The ketogenic diet has been getting a lot of buzz lately, especially with all the rave reviews from celebrities. Halle Berry has been singing its praises for years, claiming it not only helps her manage her Type 2 Diabetes, but keeps her looking young, and has improved her skin and physical endurance. Some other big names that swear by the “Keto Lifestyle” are Vanessa Hudgens, Megan Fox, Kourtney Kardashian, and Adriana Lima.
So, what is a Ketogenic Diet, anyway?
In short, it’s a way of eating that makes the body use fat instead of glucose for energy. Our bodies prefer glucose for energy, which comes from carbohydrates. When sugar is missing in action in blood circulation, we start breaking down stored fat into molecules called ketone bodies, through a process called ketosis. Once ketosis is reached, most cells will use ketone bodies to make energy until carbohydrates are consumed again. The shift from using glucose to stored fat usually happens after two to four days of eating less than 20 to 50 grams of carbohydrates per-day. But this really depends on the person. For some it happens sooner, for others, later.
People usually associate carbs with bread, pasta, rice, and other obvious suspects, but even vegetables are carbohydrates, albeit containing a much smaller amount. Thus, when people claim to “not eat carbs,” it probably isn’t accurate, unless they eat no vegetables and fruit.
Besides severely limiting carb-intake, a ketogenic diet usually includes moderate protein consumption, and a higher intake of fat. A person can enjoy meats, eggs, dairy, fish, nuts, oils, seeds, and fibrous vegetables (but limited starchy vegetables, like sweet potatoes. Some people even avoid carrots!).
Weight loss is the primary reason for trying the ketogenic diet, and some research does show that people lose weight faster eating less carbs than traditional calorie counting or low-fat diets. However, the difference in weight loss seems to disappear over time.

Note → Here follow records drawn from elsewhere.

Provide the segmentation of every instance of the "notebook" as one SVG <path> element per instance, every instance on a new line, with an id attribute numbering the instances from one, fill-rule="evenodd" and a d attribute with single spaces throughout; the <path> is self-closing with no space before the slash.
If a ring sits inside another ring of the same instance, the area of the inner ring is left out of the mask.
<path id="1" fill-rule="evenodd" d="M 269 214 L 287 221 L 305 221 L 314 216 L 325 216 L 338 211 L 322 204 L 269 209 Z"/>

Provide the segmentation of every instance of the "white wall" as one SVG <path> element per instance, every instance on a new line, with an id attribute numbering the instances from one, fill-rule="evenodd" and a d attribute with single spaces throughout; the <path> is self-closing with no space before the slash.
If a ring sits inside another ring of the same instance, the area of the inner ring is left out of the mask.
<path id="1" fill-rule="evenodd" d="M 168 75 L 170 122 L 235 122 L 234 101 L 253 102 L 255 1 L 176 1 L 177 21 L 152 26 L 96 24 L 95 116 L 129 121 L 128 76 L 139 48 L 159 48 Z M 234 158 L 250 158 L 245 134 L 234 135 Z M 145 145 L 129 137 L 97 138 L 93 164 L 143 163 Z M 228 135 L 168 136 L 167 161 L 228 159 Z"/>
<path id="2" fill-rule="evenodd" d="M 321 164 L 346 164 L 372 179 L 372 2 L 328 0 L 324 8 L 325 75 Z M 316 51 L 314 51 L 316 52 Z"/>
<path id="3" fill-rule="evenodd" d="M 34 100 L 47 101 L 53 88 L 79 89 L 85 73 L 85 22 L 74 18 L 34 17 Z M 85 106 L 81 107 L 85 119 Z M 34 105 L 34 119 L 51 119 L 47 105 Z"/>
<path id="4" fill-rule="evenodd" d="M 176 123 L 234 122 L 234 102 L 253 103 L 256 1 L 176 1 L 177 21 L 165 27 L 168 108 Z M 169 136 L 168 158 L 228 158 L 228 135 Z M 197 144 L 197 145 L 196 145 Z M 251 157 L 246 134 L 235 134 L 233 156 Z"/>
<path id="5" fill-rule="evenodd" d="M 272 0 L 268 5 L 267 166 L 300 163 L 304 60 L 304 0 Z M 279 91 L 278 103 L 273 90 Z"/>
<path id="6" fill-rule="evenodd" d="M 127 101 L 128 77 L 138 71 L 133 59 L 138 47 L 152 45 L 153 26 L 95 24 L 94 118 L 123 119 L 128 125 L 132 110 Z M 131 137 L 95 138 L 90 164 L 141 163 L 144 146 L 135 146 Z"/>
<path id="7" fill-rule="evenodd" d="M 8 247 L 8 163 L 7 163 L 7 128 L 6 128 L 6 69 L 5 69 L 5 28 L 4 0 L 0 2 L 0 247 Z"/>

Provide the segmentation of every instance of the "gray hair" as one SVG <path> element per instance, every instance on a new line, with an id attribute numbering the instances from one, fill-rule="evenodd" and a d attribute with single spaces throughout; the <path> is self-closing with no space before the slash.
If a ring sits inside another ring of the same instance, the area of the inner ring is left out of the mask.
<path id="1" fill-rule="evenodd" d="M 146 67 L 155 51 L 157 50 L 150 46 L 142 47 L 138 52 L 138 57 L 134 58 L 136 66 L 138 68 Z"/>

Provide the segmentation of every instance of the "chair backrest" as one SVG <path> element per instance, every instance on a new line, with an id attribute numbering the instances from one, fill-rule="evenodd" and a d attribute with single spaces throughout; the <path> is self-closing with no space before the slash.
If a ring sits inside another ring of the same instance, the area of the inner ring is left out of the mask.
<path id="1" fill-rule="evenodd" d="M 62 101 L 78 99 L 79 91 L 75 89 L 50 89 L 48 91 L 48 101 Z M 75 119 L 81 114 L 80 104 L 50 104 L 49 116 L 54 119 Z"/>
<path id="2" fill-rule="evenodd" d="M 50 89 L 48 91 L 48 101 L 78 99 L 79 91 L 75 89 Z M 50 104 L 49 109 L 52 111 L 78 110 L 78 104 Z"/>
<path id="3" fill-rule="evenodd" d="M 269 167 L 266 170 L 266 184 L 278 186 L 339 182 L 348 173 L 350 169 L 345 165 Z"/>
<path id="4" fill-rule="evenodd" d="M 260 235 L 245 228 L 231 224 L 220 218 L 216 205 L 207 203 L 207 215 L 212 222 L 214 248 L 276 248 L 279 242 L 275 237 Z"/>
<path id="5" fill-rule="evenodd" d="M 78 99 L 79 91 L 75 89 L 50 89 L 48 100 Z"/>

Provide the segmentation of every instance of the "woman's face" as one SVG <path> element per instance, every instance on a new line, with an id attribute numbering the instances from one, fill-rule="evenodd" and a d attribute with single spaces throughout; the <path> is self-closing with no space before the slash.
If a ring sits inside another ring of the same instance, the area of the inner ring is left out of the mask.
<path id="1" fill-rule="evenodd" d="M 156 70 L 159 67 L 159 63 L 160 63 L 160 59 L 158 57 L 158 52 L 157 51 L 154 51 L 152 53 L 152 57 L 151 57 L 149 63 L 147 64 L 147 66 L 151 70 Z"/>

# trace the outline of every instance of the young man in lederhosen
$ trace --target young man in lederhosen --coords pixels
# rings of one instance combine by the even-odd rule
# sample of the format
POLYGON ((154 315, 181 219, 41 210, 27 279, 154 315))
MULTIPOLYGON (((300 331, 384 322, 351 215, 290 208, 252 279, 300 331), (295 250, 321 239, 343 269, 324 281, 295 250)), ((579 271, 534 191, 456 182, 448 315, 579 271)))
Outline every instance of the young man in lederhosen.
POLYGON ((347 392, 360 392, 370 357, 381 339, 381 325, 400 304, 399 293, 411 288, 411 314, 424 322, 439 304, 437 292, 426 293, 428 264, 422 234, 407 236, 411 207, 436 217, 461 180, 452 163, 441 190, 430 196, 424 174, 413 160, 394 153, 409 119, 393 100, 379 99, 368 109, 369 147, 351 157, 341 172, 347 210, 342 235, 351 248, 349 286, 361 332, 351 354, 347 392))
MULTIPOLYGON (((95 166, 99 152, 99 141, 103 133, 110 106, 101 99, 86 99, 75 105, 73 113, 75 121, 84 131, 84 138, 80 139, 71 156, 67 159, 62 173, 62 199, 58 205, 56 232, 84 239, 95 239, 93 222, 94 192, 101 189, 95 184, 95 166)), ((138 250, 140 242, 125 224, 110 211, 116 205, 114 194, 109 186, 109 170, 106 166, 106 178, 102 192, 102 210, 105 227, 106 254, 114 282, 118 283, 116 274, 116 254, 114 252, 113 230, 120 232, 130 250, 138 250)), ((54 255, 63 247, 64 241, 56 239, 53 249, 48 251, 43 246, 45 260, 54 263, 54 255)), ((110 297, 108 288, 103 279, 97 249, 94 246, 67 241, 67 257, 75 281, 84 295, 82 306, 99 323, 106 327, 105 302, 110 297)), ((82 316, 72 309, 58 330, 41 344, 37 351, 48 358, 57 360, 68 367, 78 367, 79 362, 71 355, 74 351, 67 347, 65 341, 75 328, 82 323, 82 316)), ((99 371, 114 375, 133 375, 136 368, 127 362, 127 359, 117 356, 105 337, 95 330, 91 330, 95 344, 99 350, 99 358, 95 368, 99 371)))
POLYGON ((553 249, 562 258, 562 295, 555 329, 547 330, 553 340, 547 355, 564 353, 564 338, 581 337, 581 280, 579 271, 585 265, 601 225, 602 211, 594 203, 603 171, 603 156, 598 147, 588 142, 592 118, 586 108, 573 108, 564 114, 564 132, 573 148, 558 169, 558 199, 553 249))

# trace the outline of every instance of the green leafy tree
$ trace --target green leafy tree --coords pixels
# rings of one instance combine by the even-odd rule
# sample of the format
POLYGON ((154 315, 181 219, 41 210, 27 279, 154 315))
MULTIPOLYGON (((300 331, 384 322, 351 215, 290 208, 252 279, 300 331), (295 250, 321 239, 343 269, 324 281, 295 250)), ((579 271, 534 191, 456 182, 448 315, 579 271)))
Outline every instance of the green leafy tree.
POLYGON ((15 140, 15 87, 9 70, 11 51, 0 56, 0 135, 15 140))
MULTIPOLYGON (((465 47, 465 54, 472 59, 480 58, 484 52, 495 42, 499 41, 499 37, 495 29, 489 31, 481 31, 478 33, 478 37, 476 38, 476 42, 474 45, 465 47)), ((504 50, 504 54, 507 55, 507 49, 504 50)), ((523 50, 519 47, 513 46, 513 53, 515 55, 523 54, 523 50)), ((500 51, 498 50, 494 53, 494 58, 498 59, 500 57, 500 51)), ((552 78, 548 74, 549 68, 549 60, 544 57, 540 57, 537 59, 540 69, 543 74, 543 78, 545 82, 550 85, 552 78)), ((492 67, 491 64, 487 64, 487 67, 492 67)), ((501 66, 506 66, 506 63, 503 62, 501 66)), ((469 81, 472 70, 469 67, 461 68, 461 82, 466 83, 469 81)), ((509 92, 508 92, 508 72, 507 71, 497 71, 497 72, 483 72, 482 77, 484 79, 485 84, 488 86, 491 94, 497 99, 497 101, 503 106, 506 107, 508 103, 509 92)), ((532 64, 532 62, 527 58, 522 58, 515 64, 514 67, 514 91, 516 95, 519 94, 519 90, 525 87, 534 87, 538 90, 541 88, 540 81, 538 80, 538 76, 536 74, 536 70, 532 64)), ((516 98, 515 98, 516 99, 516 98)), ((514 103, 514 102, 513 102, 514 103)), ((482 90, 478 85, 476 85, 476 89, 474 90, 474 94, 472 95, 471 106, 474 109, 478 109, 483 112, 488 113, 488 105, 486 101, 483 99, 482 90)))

Keto-cycling: a better option?
Similar to “carb cycling,” a keto-cycling approach is less rigid than the ketogenic diet. Typically, it involves switching up your macronutrient distribution with a mix of moderate carbohydrate days (about 100-150 grams per-day) and low carbohydrate days (less than 50 grams per-day) incorporated throughout the week. For example, you might opt for 3-4 moderate carbohydrate days and 3-4 ketogenic days. The key is maintaining a moderate protein intake (1 gram of protein per-kilogram of body weight, or 15-30 percent of daily food intake) and high fat (60-70 percent of daily food intake), regardless of whether it’s a moderate or low carb day. This is because when we consume more protein than our body needs, some amino acids from the protein will be turned into glucose through a process called gluconeogenesis—our bodies are very smart and will try to make glucose any way they can!
Who should try keto-cycling?
The keto-cycling approach might be a good option for athletic people who want to reap some of the proposed benefits of a low carbohydrate diet without sacrificing physical performance or endurance. In this sense, the fit person would time their carbohydrate intake before and after exercise when their bodies are more insulin sensitive, and need the extra energy. They would then eat less carbs on the days they’re not training.
This sounds so complicated. Is there a simpler way?
Yes, keto/carb-cycling is very complicated and requires a lot planning, commitment and daily tracking. So much that it might seem easier to stick to ketogenic all the time, right?!
A less complicated approach that many personal trainers/fitness professionals support is macro cycling.
Macro cycling — what’s that?
Macro cycling involves dialing in your macronutrients and using the same ratio of fat, protein, carbohydrates and calories for a two week period, then switching up the ratios for another two weeks, and so on.
There are no foods to omit, or other complicated formulas. The only requirement is ensuring that during each cycle you stick to the same macronutrient ratios.
The idea is that by the time you start to get “bored” or your body adapts, you are switching things up and eating different foods, which keeps your body “guessing” and you from feeling deprived.
What are the benefits to macro cycling?
Critics of keto cycling argue that getting caught up in the minutia of tracking can evolve into rigid rules. This restrictive approach to food and life can literally drive a person bananas, and remove joy from the experience of eating.
There are people who need to ensure adequate intake of macronutrients, such as athletes and fitness professionals because their performance—and livelihood—depend on it. In this instance, a system of tracking that allows some wiggle room for being “human” and enjoying a burger with the bun, can be a benefit.
And of course, there is the problem with judging portion sizes. The average person has a hard time knowing how much they should be eating of a particular food group. Macro cycling could be helpful for those interested in understanding how much food they need versus how much they’re actually eating, and build a healthy and balanced plan around that.
So, carb cycling or macro cycling?
It ultimately comes down to personal preference. Each approach requires at least some element of food tracking, portion awareness and planning. Some people feel better with a low-to-moderate carbohydrate intake, while others can’t live without bread. The more important consideration is whether we’re consuming an adequate amount of nutrients based on our personal needs.
As always, an individual’s health is paramount to any “gains” or “goals,” so you should always check with your health care provider before adopting any new diet plan.